Страница 104 из 126
В тесноте люди заражались болезнями еще быстрее — «от духу друг друга умираху», как скорбно записывал в своем летописном своде «самовидец» осады Симон Азарьин.
А битвы продолжались, достигая временами такого ожесточения, что казалось — жесточе уже не бывает. Но приходил новый день, а с ним и новая битва — и после этого обнаруживалось, что новая атака «недавно бывшую огненною силою намного превосходила». Одному люди забывали изумляться: самим себе, тому, как они мужали и закалялись в этом дымном воздухе битв. Крестьяне, черный народ, со всеми его нехитрыми уменьями — плотники, печеклады, горшени, говядари[121], ложкари, посадские швецы, гвоздари, кузнецы, столяры, шорники, мелкий торговый люд и разного рода «перекати-поле» и «гулящие» бродяги — все они обратились в воинов и не только «рядовичей», а в прямых мастеров воинского дела. И среди чернецов, как и среди бояр, тоже нашлись смельчаки, совесть которых не позволяла «сиднем сидеть». Да разве только самые немощные старцы и тяжело раненные находились под крышей, а все осажденные, как правило, с утра до вечера были на стенах или поблизости. На стенах решалась судьба крепости и каждого ее заслонника. На стенах людей разила смерть, но на стенах же была и самая кипучая неуемная жизнь. У ней была могучая грудь, громовая глотка и верность Ивана Суеты, терпение и упорство Алексея Тихонова, острая приметливость Симона Азарьина, неунывающая шутка скоморохов, непоседливая живость Игнашки-просвирника и забота Ольги. Эта боецкая жизнь открывала в человеке даже то, что он прятал от других, смешивала все в своем котле, обогревала, ошеломляла, требовала, изумляла, поднимала, — и, все изменяя, неустанно укрепляла даже самых слабых.

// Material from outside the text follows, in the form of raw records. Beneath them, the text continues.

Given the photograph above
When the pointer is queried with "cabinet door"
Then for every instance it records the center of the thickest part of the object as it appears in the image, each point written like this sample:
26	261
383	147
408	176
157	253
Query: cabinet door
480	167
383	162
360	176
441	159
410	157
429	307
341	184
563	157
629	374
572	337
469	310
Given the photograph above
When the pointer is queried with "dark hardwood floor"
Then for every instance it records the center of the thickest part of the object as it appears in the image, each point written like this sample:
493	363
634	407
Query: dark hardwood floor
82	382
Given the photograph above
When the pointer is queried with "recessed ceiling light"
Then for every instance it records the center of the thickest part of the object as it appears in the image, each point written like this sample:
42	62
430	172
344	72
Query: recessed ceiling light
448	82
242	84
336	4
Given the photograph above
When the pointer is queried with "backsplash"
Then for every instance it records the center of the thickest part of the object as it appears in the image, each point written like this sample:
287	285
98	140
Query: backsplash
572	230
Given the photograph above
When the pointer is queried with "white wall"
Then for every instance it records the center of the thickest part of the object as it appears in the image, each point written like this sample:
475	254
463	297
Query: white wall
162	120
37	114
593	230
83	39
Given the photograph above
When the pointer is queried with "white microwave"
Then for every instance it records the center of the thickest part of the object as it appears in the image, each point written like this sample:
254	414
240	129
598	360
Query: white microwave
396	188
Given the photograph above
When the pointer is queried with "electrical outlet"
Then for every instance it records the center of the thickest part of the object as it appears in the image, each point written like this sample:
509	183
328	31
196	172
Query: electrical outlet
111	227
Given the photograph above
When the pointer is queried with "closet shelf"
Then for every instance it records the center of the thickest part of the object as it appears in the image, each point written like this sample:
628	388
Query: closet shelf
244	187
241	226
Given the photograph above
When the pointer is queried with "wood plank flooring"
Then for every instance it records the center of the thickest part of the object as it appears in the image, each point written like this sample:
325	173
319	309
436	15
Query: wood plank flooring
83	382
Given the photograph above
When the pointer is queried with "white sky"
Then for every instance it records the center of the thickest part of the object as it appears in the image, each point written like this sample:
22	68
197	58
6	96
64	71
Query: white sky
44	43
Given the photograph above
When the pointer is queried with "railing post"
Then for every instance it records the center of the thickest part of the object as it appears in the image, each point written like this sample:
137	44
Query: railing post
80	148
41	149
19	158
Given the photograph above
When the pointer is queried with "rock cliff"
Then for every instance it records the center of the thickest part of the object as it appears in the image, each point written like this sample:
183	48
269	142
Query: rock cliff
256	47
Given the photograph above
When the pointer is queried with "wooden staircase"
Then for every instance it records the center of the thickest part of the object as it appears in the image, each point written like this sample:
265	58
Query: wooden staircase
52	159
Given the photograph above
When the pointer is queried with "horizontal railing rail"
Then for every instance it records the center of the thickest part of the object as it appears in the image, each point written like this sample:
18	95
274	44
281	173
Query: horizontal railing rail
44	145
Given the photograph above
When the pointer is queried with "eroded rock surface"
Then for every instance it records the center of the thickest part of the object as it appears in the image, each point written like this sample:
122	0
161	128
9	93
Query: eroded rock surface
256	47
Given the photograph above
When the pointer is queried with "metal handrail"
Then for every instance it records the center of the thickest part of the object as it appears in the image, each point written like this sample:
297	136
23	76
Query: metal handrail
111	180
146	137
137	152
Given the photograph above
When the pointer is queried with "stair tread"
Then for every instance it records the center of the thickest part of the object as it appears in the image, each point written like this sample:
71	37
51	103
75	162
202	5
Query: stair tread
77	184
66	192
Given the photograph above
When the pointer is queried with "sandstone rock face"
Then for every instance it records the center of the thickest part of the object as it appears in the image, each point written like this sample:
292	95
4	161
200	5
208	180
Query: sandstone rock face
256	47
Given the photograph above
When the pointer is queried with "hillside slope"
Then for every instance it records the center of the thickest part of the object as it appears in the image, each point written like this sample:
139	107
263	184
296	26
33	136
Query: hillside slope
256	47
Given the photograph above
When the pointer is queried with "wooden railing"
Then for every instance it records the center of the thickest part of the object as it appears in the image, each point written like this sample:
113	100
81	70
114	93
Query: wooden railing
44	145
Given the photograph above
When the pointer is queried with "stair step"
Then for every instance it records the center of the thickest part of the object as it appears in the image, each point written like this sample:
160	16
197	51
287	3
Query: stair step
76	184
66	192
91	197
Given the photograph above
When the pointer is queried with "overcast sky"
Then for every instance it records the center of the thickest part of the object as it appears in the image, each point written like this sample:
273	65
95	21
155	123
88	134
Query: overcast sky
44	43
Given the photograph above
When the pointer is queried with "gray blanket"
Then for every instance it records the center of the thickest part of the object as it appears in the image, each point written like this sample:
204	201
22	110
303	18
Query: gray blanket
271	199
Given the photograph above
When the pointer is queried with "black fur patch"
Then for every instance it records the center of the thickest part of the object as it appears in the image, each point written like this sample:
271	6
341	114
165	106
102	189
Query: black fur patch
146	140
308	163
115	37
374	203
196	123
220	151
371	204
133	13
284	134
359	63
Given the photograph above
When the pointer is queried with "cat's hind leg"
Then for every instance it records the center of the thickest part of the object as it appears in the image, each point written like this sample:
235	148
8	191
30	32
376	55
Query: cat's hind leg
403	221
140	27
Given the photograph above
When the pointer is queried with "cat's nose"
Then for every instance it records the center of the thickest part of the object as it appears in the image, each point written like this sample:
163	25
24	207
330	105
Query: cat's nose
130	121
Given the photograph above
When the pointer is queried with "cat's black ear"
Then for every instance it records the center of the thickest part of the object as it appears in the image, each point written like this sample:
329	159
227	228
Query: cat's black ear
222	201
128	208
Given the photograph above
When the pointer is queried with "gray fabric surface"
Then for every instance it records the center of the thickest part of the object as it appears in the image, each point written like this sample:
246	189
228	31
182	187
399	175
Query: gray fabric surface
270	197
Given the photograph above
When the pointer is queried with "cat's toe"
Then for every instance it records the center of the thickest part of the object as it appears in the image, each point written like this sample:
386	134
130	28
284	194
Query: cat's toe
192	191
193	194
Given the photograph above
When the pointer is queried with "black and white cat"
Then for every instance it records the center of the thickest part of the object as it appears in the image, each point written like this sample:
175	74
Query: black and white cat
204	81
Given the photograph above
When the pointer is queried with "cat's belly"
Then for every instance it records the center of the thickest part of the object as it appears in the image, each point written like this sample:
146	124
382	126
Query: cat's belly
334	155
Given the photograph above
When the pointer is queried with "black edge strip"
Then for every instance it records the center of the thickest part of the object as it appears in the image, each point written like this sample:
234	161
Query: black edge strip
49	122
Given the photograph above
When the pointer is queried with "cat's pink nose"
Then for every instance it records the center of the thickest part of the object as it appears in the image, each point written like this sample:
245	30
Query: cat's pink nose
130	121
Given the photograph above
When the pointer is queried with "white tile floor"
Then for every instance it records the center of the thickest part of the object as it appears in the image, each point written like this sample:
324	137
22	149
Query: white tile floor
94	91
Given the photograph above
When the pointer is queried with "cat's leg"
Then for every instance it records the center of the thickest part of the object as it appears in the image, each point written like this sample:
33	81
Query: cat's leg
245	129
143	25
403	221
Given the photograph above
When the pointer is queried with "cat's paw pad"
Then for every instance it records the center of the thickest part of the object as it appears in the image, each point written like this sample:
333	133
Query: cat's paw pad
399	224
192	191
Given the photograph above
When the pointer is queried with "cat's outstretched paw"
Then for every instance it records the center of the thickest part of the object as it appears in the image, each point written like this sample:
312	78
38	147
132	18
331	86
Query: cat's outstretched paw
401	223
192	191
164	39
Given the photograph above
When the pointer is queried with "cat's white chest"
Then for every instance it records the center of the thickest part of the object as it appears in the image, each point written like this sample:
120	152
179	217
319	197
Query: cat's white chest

Люди уже привыкли заботиться прежде всего «о стенах», «о правой битве». Пищу раньше всех несли на стену, дрова складывали к кострам, чтобы всегда готов был огонь для смоляных котлов, чтобы в кузне горн пылал, когда это было нужно.
Человек разрывал на полосы последнюю рубаху, чтобы перевязать раненого, отдавал последний кусок хлеба ослабевшему бойцу.
Уже не только женщины, но и ребята-подростки дневали и ночевали на стенах.
Симон Азарьин, теперь уже не только «самовидец», но и «творитель военных дел», записал однажды в своем летописном своде:
«Все наши садные[122] люди во едином, яко братья, схожи — в храбрости… А чем сия храбрость питаема есть? На избавление от бед надеемся — Михаилу Скопина-Шуйского со смелою его дружиною, яко солнце пресветлое, ожидаем, да еще ненавистью и гневом — неугасимым пламенем пылаем к лиходеям из чужой земли, к ворам-изменникам. Насильникам и злодеям-ляхам, кроволитию и огню народ наш предавшим, шлем мы проклятие наше навечное — ино пусть падет оно на них из рода в род за все зло, ими содеянное…»
Ненависть к врагам становилась все раскаленнее. Уже было мало разить их в бою — всякий жаждал тревожить их всегда и всюду, выжигать, как змею, как чуму. Даже подростки изощрялись в метании стрел из самодельных луков. Лазутчики, лихие головы, переодетые в польское платье, пробирались всюду, поджигали во вражеском лагере шатры, жолнерские избы, сараи с припасами, взрывали складухи с порохом, разбрасывали «троицкий чеснок» на коновязи, в конских кормушках.
Пленные на допросе показывали, что в польско-тушинском лагере «многим стало щадно[123], зане[124] покою никак нету». Пожары разоряют, а того больше пугают сборное и без того некрепкое духом польско-тушинское войско. Многие убегают из лагеря куда глаза глядят. Паны Сапега и Лисовский «вельми растрясли мошну свою», подкупая солдат деньгами и посулами «вольно грабити и наживати», когда монастырь будет наконец взят. Однако Сапега и Лисовский с каждой неделей все меньше надеются на победу и очень боятся неожиданного нападения войск Михайлы Скопина-Шуйского.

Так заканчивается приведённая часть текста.